Unibody construction makes the Pilot’s chassis much stiffer, which contributes to better handling, and enables softer springs to be used for a better ride. Unibody construction’s stiffness also contributes to better durability and less body squeaks and rattles. The GX460 doesn’t use unibody construction, but a body-on-frame design.

The Pilot uses computer-generated active noise cancellation to help remove annoying noise and vibration from the passenger compartment, especially at low frequencies. The GX460 doesn’t offer active noise cancellation.

Passenger Space Comparison

The Pilot has standard seating for 8 passengers; the GX460 can only carry 7.

The Pilot has 23.2 cubic feet more passenger volume than the GX460 (152.9 vs. 129.7).

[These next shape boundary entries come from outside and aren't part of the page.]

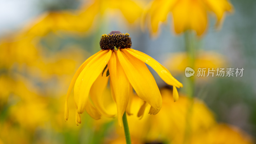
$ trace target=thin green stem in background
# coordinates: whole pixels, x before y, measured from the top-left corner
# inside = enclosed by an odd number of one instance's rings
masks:
[[[129,132],[129,127],[128,127],[128,123],[126,117],[126,113],[124,112],[123,116],[123,124],[124,125],[124,134],[125,135],[125,140],[127,144],[131,144],[132,141],[131,140],[130,132]]]
[[[196,71],[196,68],[195,67],[195,61],[197,52],[196,48],[195,47],[193,43],[193,40],[190,31],[186,32],[184,34],[186,50],[188,57],[188,66]],[[191,134],[191,125],[190,121],[193,112],[192,109],[194,104],[193,98],[195,95],[195,77],[196,76],[196,74],[194,74],[194,76],[189,77],[186,77],[185,82],[186,84],[186,93],[189,98],[188,105],[186,115],[186,129],[184,133],[183,143],[186,144],[188,143],[189,140],[190,139]]]
[[[189,31],[187,31],[185,33],[185,46],[188,58],[188,66],[196,71],[196,69],[195,69],[196,68],[195,68],[195,63],[196,49],[194,46],[191,34]],[[187,93],[190,98],[193,97],[195,95],[195,77],[196,76],[196,74],[195,73],[194,76],[186,78],[187,78],[186,79],[186,82],[188,84]]]

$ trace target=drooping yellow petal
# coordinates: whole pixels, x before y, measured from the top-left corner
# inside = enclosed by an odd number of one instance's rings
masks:
[[[129,53],[151,67],[167,84],[178,88],[183,87],[182,84],[173,77],[169,70],[150,56],[132,49],[125,49]]]
[[[76,124],[77,125],[78,125],[78,124],[81,124],[82,122],[81,120],[81,116],[80,114],[77,112],[77,110],[76,109]]]
[[[113,89],[116,97],[118,124],[119,126],[122,126],[122,118],[129,100],[130,84],[115,51],[113,52],[108,66],[111,77]]]
[[[152,106],[150,107],[149,109],[149,111],[148,112],[148,114],[150,115],[156,115],[159,112],[159,110],[156,108],[155,108]]]
[[[127,78],[139,97],[158,111],[160,110],[161,95],[146,64],[123,49],[117,51],[117,56]]]
[[[147,105],[147,103],[145,101],[143,103],[143,104],[140,107],[140,110],[138,112],[138,114],[137,115],[137,116],[140,118],[140,119],[142,118],[143,117],[143,115],[144,114],[144,112],[145,111],[145,108]]]
[[[106,76],[107,68],[104,73],[101,73],[95,81],[90,90],[92,100],[100,112],[107,116],[113,117],[114,115],[108,114],[105,109],[103,102],[104,101],[103,92],[108,85],[109,76]]]
[[[74,98],[79,113],[85,110],[91,88],[109,60],[111,51],[103,51],[88,63],[77,77],[74,87]]]
[[[71,93],[71,91],[72,91],[72,89],[74,86],[75,83],[76,79],[78,77],[80,73],[83,70],[84,67],[88,64],[88,63],[91,61],[91,60],[95,56],[98,55],[99,53],[102,52],[103,50],[100,51],[99,52],[95,53],[95,54],[92,55],[87,60],[85,60],[84,62],[81,65],[81,66],[78,68],[78,69],[76,70],[75,75],[73,76],[72,80],[71,81],[71,83],[69,84],[69,86],[68,87],[68,92],[67,94],[67,97],[66,98],[66,101],[65,102],[65,120],[67,121],[68,119],[68,98],[69,97],[70,94]]]
[[[92,117],[95,119],[99,119],[100,118],[101,116],[101,115],[92,105],[90,101],[87,100],[87,104],[85,106],[85,109],[88,114]]]
[[[128,101],[128,104],[127,105],[127,107],[126,108],[126,110],[125,112],[129,116],[132,115],[132,114],[131,111],[131,107],[132,106],[132,99],[133,98],[133,96],[134,96],[134,94],[133,93],[133,89],[132,89],[132,86],[130,84],[130,95],[129,96],[129,100]]]
[[[113,84],[112,84],[112,81],[111,80],[111,78],[109,79],[109,85],[110,87],[110,89],[111,91],[111,95],[112,96],[112,98],[113,99],[115,102],[116,102],[116,96],[115,95],[115,93],[114,92],[114,88],[113,88]]]
[[[173,87],[172,89],[172,97],[173,98],[173,100],[175,102],[179,100],[179,93],[177,91],[177,88],[174,86]]]

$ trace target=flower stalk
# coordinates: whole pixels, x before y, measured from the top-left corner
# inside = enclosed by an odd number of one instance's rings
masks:
[[[126,116],[126,113],[124,112],[123,116],[123,124],[124,125],[124,134],[125,135],[125,140],[126,144],[131,144],[132,141],[131,140],[131,136],[129,131],[129,127],[128,126],[128,123]]]

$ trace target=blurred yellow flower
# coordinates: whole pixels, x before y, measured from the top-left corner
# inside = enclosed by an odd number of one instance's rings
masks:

The Pilot has 2.1 inches more front headroom, 2.6 inches more front hip room, 6.6 inches more front shoulder room, 4.3 inches more rear legroom, 2.1 inches more rear hip room, 4.7 inches more rear shoulder room, 3.7 inches more third row headroom, 2.6 inches more third row legroom, 1.5 inches more third row hip room and 3.1 inches more third row shoulder room than the GX460.

For enhanced passenger comfort on long trips the Pilot’s middle and third row seats recline. The GX460’s third row seats don’t recline.

Cargo Capacity Comparison

The Pilot’s cargo area provides more volume than the GX460.



Behind Third Seat

18.5 cubic feet

11.6 cubic feet

Third Seat Folded

55.9 cubic feet

46.7 cubic feet

Second Seat Folded

109 cubic feet

64.7 cubic feet

The Pilot’s liftgate lifts up in one piece, completely out of the way of loading and unloading, while sheltering the cargo loading area. The GX460’s swing out door blocks loading from the passenger’s side.

To make loading and unloading groceries and cargo easier, especially for short adults or children, the Pilot EX-L/Touring/Elite has a standard power cargo door, which opens and closes automatically by pressing a button. The GX460 doesn’t offer a power cargo door.

Recommendations Comparison

The Honda Pilot outsold the Lexus GX460 by over five to one during the 2015 model year.